After Facebook change, Big Tech's FAANG considers toothless MAANG

Reuters

Published Oct 29, 2021 10:33AM ET

By Medha Singh and Ambar Warrick

(Reuters) - MAANG? MANGA? Or MAMATA?

Facebook (NASDAQ:FB)'s rebranding to Meta Platforms has launched a search for a new name for the high-flying FAANG group that also includes Apple (NASDAQ:AAPL), Amazon.com (NASDAQ:AMZN), Netflix (NASDAQ:NFLX) and Alphabet (NASDAQ:GOOGL).

Facebook on Thursday announced it is now called Meta Platforms https://www.reuters.com/technology/facebooks-zuckerberg-kicks-off-its-virtual-reality-event-with-metaverse-vision-2021-10-28 as the social media company shifts to building the ambitious "metaverse", a shared virtual environment. The name change comes after a damaging whistleblower report and criticism from lawmakers and regulators over its market power.

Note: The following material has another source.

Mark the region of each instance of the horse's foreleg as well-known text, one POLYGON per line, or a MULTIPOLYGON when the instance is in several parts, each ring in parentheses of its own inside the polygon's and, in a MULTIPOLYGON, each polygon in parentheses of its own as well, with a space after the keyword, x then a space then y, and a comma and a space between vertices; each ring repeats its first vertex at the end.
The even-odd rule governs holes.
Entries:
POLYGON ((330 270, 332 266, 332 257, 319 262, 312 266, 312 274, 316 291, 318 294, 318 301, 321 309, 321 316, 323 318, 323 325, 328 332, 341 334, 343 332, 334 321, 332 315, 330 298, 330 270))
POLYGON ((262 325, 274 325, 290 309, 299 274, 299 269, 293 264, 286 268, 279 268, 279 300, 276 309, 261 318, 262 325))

The most popular suggestion on Twitter (NYSE:TWTR) for the tech-related heavyweight group was MAANG https://twitter.com/AshishB1603/status/1453990861851615232 -- where FAANG's "F" is replaced with "M". Some users also rearranged the letters to MANGA https://twitter.com/LifeProgressYT/status/1453978060613509128, referring to Japanese comic books.

The elite FAANG stocks have a combined market capitalization of about $7.416 trillion so far this year, up from about $5.8 trillion last year.

Several Twitter users also proposed to reshuffle the group to add Microsoft Corp (NASDAQ:MSFT) - which is competing with Apple for the most valuable U.S.-listed company - as well as Tesla (NASDAQ:TSLA) Inc, which joined the elite trillion-dollar market value club just this week.

With the reshuffle, some users came up with MAMATA https://twitter.com/blitzkreigm/status/1453914779039383553 - that would drop Netflix, which has the smallest market cap compared with the rest of the group at $299 billion, and use an "A" for Alphabet, whose search engine Google gave the FAANGs their "G".

MAMATA - consisting of Microsoft, Apple, Meta, Amazon, Tesla and Alphabet - have a combined market cap of about $10 trillion. They make up a quarter of the S&P 500's weight, compared with the legacy FAANG group's nearly 20%.